Inexpensive DIY Loom
My Pinterest account has been woefully neglected the past 50-60 days. You see I’ve been busy living life and spending time with my family. But when I got back into my account it was like I had rediscovered Pinterest all over again. I sat there glassy eyed for ages sorting through pins of those I follow. It was nuts. And I kept seeing tons and tons of woven wall art projects and whatnot and I desperately wanted to get in on the trend.
I have woven before. But that was in school way, way back when. To be honest I couldn’t even remember if I enjoyed it but I wanted to make one of those awesome wall hangings! So I started looking around at purchasing a loom. And guess what?! They were like 40-70 bucks and I’m just too cheap for that.
So I yelled across the house to my dad to ask him to build me one and he did in about 20 minutes. For free! Nice!
For this project you will need:
- scrap wood (we used 1×2 cut to 11 and 14, 2 pieces each)
- nails without heads (trim nails work well – we used 60 total)
- 8 screws
Cut your wood to make the DIY loom in the size you prefer. Because you’re making your own, you can make it absolutely any size you please. Mine is 11×14 inches and I am a big fan of the size.

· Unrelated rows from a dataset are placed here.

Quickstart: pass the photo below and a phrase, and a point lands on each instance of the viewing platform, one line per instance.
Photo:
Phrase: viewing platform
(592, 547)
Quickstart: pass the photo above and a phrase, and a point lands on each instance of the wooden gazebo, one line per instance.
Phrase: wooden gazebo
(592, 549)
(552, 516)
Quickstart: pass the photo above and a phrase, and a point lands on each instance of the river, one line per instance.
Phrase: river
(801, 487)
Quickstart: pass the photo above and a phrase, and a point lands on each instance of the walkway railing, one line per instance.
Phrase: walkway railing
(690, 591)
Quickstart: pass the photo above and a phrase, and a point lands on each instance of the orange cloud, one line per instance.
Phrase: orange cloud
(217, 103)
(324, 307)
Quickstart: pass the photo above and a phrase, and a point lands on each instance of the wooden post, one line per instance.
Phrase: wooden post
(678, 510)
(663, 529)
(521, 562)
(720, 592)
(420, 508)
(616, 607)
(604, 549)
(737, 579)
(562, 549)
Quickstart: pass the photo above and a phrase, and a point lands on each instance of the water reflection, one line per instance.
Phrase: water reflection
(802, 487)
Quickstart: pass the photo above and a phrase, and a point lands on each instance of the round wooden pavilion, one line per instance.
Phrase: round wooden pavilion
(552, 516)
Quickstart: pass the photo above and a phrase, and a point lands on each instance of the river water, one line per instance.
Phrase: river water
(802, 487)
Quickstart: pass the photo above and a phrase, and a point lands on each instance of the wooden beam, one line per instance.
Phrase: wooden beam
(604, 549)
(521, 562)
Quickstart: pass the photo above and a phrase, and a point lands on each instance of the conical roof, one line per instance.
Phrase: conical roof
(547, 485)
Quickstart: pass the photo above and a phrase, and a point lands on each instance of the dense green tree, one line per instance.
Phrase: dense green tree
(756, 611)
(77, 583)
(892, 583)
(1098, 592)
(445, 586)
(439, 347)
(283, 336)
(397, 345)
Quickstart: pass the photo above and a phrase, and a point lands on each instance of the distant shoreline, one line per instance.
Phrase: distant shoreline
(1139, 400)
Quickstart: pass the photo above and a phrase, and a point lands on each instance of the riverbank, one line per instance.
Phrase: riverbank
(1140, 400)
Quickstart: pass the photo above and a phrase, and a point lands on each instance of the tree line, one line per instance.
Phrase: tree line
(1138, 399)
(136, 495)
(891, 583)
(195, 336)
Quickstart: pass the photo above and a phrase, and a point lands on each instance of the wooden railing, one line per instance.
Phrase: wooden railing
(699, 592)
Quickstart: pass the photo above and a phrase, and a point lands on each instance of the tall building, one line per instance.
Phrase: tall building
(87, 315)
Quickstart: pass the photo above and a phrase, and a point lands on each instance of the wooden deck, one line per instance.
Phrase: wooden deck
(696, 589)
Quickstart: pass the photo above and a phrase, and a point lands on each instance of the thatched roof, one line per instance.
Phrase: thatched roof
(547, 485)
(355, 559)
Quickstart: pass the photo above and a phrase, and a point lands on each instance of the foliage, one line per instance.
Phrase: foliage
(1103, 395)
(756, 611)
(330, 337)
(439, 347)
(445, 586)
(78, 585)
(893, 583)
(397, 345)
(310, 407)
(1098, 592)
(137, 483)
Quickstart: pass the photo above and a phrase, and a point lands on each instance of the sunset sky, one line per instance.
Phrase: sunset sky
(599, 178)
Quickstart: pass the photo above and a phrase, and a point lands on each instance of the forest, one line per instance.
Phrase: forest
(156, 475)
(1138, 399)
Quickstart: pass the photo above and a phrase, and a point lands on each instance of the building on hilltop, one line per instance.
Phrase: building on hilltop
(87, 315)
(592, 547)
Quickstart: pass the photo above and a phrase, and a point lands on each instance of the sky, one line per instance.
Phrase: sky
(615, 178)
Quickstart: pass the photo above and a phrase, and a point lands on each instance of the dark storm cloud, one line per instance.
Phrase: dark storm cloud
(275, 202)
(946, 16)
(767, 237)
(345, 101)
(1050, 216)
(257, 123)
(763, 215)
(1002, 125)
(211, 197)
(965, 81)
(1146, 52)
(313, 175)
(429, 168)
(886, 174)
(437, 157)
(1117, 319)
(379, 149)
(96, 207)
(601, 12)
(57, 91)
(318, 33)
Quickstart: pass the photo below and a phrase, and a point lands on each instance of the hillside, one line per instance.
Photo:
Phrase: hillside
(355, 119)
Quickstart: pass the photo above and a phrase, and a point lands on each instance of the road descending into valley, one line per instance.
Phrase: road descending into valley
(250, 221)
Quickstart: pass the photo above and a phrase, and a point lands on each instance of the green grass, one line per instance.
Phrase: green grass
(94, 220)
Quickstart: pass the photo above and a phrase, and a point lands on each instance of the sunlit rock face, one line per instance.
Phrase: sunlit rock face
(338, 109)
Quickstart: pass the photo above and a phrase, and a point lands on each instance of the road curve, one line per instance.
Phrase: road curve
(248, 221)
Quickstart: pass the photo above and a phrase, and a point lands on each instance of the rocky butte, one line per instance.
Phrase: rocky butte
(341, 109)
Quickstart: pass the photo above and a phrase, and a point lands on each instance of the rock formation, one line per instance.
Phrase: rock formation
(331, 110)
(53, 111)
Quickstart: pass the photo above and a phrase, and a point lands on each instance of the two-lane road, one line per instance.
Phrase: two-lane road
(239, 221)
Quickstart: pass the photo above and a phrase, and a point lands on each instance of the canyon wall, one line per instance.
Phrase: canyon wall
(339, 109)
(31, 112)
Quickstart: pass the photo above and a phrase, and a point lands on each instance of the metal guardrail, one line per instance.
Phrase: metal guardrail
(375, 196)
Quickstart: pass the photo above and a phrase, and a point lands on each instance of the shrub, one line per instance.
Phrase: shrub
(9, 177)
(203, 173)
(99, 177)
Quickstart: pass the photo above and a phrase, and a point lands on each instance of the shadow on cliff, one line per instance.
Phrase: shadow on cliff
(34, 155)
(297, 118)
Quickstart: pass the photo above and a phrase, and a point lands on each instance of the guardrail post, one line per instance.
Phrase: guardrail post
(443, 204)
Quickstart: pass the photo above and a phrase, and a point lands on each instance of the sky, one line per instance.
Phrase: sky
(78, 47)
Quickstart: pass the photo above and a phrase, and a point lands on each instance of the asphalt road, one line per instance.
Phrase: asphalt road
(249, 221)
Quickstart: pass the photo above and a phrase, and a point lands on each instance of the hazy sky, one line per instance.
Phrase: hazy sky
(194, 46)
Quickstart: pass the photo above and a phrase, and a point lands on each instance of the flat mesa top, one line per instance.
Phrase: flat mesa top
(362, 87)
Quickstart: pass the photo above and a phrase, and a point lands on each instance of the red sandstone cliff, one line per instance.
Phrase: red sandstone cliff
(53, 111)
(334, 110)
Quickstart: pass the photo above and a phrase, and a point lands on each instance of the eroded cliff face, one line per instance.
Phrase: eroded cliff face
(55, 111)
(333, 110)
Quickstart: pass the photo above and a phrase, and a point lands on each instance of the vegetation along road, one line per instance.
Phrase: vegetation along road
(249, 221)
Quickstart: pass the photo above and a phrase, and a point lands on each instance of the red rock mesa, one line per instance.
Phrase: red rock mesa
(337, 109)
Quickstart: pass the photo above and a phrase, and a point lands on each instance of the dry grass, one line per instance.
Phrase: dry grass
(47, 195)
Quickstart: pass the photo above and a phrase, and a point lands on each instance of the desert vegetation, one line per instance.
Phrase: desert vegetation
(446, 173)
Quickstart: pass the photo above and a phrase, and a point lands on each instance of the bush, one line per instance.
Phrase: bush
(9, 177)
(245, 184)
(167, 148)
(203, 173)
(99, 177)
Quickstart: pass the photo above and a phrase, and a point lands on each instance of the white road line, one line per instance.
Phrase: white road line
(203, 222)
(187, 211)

Measure out nails and drive them into the board. NOW – we used nails with heads because it is what I told my dad I wanted. I thought I could pluck the nails out and put them back into the hole but that didn’t work at all. I mean, I can do that on about half of them but that’s not going to work out. So we’ll be trading out the nails for ones without heads (like trim nails) instead after this weaving is complete.

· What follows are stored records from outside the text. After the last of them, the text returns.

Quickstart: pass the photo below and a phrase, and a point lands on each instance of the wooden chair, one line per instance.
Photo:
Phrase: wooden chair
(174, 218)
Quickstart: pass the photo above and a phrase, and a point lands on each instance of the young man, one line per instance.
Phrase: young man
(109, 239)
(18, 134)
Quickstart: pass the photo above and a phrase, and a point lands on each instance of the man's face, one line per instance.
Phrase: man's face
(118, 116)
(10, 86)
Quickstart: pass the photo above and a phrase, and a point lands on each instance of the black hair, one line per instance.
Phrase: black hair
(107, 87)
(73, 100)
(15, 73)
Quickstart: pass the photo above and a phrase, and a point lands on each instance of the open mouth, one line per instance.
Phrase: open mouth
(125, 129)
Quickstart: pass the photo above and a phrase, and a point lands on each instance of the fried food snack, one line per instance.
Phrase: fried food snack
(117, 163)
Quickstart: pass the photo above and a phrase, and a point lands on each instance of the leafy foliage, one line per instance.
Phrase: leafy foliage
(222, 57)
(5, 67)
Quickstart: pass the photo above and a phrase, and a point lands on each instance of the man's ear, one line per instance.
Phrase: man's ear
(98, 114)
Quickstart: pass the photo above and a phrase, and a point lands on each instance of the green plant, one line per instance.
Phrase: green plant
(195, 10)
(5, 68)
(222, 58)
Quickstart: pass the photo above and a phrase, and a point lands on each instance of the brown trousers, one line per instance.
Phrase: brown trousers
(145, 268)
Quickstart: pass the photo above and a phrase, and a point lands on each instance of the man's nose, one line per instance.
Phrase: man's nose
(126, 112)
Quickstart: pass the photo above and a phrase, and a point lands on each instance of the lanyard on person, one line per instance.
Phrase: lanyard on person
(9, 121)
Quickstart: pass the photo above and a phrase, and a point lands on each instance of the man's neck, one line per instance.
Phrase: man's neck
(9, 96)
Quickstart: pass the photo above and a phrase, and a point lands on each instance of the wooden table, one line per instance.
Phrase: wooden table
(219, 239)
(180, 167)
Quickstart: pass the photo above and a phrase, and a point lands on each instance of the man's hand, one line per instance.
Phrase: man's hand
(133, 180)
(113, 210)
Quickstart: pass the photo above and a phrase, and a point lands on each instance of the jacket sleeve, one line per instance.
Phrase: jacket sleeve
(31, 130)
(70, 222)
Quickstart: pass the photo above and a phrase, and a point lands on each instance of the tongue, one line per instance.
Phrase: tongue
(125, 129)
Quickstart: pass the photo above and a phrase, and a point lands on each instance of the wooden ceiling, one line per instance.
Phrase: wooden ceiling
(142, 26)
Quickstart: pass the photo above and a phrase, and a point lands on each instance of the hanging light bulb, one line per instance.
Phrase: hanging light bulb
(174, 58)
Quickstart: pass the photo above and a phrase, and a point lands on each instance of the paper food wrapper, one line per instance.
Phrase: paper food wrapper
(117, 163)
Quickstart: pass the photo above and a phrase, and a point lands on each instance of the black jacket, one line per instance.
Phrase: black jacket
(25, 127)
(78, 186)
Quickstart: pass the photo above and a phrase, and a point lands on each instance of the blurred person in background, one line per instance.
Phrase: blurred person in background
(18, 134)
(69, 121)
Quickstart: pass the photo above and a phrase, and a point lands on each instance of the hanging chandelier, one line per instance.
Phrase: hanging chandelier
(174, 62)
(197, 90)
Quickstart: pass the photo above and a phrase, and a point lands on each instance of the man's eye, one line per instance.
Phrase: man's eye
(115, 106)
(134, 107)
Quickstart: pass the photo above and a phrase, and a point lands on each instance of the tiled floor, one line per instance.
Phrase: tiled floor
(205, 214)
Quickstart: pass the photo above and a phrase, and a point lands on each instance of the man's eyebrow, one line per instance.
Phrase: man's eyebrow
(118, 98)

Using crochet thread (or something similar) go around your nails. I believe these are called your warps. Make a loop and tie a knot about half an inch in to make a loop to secure around the first nail. Weave up and down and up and down around the nails. Once you get to the last nail measure out where the line needs to loop around and tie your knot in a loop accordingly. It’s okay if the thread is a bit loose so don’t stress about a really tight fit.

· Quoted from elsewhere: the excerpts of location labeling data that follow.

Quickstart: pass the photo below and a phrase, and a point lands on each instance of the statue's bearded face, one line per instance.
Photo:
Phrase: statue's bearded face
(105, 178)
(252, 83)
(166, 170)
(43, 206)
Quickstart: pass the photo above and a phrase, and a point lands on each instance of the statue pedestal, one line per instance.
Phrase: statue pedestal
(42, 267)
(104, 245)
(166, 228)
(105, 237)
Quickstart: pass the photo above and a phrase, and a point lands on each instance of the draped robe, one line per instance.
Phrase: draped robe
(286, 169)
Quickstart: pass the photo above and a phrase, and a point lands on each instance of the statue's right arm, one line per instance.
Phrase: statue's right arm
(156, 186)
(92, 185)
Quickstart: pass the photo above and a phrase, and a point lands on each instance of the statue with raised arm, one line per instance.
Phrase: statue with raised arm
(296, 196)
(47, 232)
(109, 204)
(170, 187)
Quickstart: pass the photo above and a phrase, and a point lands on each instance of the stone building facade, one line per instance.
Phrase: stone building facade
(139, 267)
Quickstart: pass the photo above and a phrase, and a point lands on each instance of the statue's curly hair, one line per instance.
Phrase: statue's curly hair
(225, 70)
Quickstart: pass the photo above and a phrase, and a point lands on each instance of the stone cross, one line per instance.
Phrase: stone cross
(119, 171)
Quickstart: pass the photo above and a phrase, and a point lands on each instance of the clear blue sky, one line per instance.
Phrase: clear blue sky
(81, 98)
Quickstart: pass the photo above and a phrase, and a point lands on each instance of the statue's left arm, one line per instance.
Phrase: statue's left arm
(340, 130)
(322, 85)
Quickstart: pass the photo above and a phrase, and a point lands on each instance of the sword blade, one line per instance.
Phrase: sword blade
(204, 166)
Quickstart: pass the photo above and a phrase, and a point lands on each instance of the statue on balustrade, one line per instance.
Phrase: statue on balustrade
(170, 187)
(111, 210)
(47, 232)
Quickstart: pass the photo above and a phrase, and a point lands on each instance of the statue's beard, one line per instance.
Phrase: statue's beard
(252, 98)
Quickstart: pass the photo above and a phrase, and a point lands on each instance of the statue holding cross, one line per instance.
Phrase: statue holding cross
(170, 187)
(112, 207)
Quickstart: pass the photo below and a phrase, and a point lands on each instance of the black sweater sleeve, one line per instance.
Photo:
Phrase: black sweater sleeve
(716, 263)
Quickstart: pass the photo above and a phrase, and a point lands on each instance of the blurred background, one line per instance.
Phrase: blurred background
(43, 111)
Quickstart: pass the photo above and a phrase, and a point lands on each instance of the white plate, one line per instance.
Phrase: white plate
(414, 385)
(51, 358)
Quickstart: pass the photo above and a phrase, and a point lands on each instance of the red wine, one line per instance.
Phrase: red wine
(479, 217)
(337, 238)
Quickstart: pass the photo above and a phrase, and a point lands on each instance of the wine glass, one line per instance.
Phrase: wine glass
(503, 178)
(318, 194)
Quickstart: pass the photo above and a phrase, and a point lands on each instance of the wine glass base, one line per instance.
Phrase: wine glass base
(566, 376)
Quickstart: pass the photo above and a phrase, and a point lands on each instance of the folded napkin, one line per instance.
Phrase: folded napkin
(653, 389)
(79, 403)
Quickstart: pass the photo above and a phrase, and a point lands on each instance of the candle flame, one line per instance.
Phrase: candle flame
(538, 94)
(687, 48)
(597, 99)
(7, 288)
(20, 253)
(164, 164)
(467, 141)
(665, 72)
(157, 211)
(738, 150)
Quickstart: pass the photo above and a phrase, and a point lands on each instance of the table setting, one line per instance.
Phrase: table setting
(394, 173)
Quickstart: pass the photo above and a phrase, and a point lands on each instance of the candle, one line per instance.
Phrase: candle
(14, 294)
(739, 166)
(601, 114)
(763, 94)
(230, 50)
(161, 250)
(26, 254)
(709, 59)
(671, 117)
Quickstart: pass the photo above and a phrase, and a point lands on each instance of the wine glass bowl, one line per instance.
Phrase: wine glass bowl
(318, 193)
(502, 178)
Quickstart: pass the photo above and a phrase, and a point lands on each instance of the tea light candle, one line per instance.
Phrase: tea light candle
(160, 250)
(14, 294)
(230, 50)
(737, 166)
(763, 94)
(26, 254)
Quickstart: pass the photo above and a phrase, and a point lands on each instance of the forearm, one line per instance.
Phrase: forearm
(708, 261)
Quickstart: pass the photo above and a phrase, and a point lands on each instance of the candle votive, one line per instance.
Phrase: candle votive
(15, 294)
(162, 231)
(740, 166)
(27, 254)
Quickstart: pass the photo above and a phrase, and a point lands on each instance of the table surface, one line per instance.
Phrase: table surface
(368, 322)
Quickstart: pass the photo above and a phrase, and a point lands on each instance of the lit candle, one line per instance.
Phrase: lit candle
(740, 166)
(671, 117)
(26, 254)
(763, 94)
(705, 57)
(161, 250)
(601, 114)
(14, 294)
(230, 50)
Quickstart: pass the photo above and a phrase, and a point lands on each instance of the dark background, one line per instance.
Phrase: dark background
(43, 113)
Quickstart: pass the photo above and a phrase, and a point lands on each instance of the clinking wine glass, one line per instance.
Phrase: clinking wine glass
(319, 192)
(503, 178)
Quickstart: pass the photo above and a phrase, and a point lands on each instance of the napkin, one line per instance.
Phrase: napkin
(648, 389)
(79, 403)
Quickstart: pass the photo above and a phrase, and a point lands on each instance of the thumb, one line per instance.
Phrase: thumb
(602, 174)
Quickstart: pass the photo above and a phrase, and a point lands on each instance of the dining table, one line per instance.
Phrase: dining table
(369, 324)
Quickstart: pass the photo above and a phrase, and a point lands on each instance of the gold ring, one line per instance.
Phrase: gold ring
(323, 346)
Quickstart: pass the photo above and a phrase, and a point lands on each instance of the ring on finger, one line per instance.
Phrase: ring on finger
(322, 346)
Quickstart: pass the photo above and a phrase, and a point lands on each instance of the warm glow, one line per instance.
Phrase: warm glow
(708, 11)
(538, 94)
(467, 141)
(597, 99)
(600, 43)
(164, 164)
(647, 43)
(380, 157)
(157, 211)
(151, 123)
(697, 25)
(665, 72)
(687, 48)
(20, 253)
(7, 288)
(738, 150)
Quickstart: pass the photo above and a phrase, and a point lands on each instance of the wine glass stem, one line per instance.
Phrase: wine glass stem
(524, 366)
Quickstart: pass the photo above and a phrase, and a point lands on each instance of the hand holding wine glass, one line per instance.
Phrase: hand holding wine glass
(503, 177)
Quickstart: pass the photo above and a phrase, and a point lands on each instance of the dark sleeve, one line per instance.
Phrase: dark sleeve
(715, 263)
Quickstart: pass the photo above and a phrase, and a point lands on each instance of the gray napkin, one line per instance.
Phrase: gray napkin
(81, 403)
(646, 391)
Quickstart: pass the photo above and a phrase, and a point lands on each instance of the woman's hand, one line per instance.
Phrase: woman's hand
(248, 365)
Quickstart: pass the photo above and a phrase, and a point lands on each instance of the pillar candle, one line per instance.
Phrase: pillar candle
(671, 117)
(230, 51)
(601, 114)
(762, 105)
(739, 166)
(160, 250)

Weaving is really pretty simple… thread your needle and go under and over and under and over. Next line go the opposite so that you form your weave.
You can change colors a you please and even make shapes by only going around certain warps.
I like to use a plain ol’ cheapie plastic come to push the yarn down to form a nice, tight weave.
Say hi to Max. He and Marla were dead set on getting into just about every picture. But I had been gone for over a month and I was lad they missed getting crafty with me :)
Just keep on keepin’ on and you’ll have a lovely weaving in no time. I actually started this one on the road and what you see is what I accomplished in a 7 hour drive!
You can also weave with wool but that’s a lot more expensive than cotton so I went the cheapie route! Acrylic yarns will probably split and fuzz so I would be apprehensive to try that kind of yarn, but if you do, let me know how it goes!